For the first time ever, the Sampson County Board of Elections is a four-person group and leading the new-look board will be Democrat Horace Bass, the longest-tenured member.
Bass has served on the Sampson County Board of Elections for nearly seven years, appointed on July 28, 2011. He has served under five different chairs in that time. This is his first stint as the leader of the board, and he will be guiding a four-person panel, a bipartisan look ushered in with changes at the state level.
Along with Bass, the reorganized Sampson County Board of Elections includes fellow Democrat G.H. Wilson, a newcomer to the board, and Republicans Danny Jackson and Quincy Edgerton, previously a part of a three-member board with Bass. Members unanimously voted Bass as chair and Jackson as vice-chair during a short meeting Monday.
The board is expected to remain this way until July, potentially July 2019, Sampson elections director Ashley Tew noted.
“When I came on, I was a precinct chief judge. I took James Hall’s place on the board,” said Bass, who has served under chairmen Ted Lockerman, Dwight Williams Jr., Sylvia Thornton, Jackie Hall and Jackson. “I’ve been around quite some time.”
The bipartisan State Board of Elections & Ethics Enforcement is the state agency charged with the administration of the elections process, as well as campaign finance, ethics and lobbying disclosure and compliance. The agency, created last year by the General Assembly, resulted from the merger of the former State Board of Elections, State Ethics Commission and the Lobbying Compliance Division of the Secretary of State’s Office.
The agency is overseen by a nine-member board — four Democrats, four Republicans and a member not affiliated with either of those parties. Lawmakers rolled class size funding, elections and ethics board issues and Atlantic Coast Pipeline funding into one bill, prompting Gov. Roy Cooper to seek a preliminary injunction against Part 8 of HB90.
The Democratic governor has sued GOP legislative leaders three times over legislation creating different versions of the joint board. The first lawsuit was filed in December 2016, just before Cooper got sworn in.
The governor’s office issued a statement on March 14 indicating that he would be appointing the state board.
“We believe strongly that this third attempt by the legislature in HB90 to rig the Board of Elections and limit people’s right to vote is unconstitutional and we will continue pursuing our case,” a Governor’s Office comment, issued by Ford Porter, spokesman for Governor Roy Cooper, read. “However, the case is likely to take months and it is important to have a board in place for the time being to administer the upcoming elections.”
Republicans criticized Cooper for the extensive litigation.
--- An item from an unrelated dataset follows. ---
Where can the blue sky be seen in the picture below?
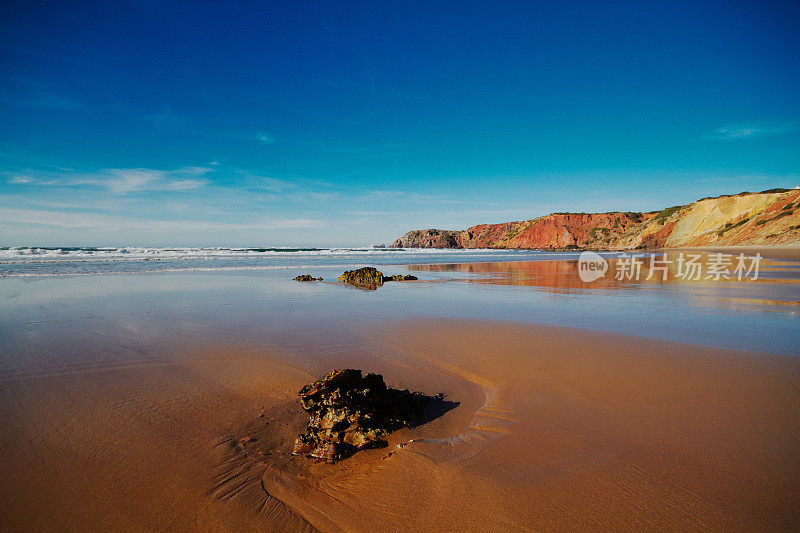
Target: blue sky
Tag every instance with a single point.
(350, 123)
Cooper won the first two lawsuits over versions that created an eight-member board comprised of four Democrats and four Republicans. He sued a third time, arguing the nine-member board — now with an additional member who can’t be registered with a major party — and other provisions still prevents him from having control over carrying out elections laws.
Bass said, despite changes at the state that dictate that counties now have equal party representation on the board, he feels at ease with the dynamic on Sampson’s board.
“I feel comfortable because everything is running smoothly,” said Bass. “We work together and that’s the way I would like to keep it. I don’t see that we wouldn’t be able to come up with a a consensus.”
If cases of a stalemate, local issues would go to the state commission.
That state board, administering elections and campaign finance laws, stood vacant nearly a year while the constitutionality of the combination board was litigated. While election board staff performed their duties, policy decisions got delayed and contested municipal election results had to be settled by judges.
Since the latest lawsuit is likely to take months, “it is important to have a board in place for the time being to administer the upcoming elections,” Cooper spokesman Ford Porter said in a release coinciding with his appointment of the nine-member board.
The lack of a sitting board also meant boards of elections in a quarter of the state’s 100 counties currently don’t have enough members to conduct business, such as approving early-voting sites for the May 8 primary elections. That’s because the state board appoints county board members.
Tew said that was not an issue in Sampson County, as the board stayed intact.
For more than a century until the late 2016 law, the majority of seats on the state elections board had been allocated to members of the sitting governor’s party. Cooper sought a return to that, noting that he cannot ensure election laws are carried out if less than a majority of members hold his views.
Republican lawmakers have said having a bipartisan board is the better way to make election decisions.
Cooper appoints all nine members under the new format, but he can only name up to eight initially from lists of six nominees each provided by the state Democratic and Republican parties. Cooper names the ninth from two recommendations made by the other eight members once they are seated.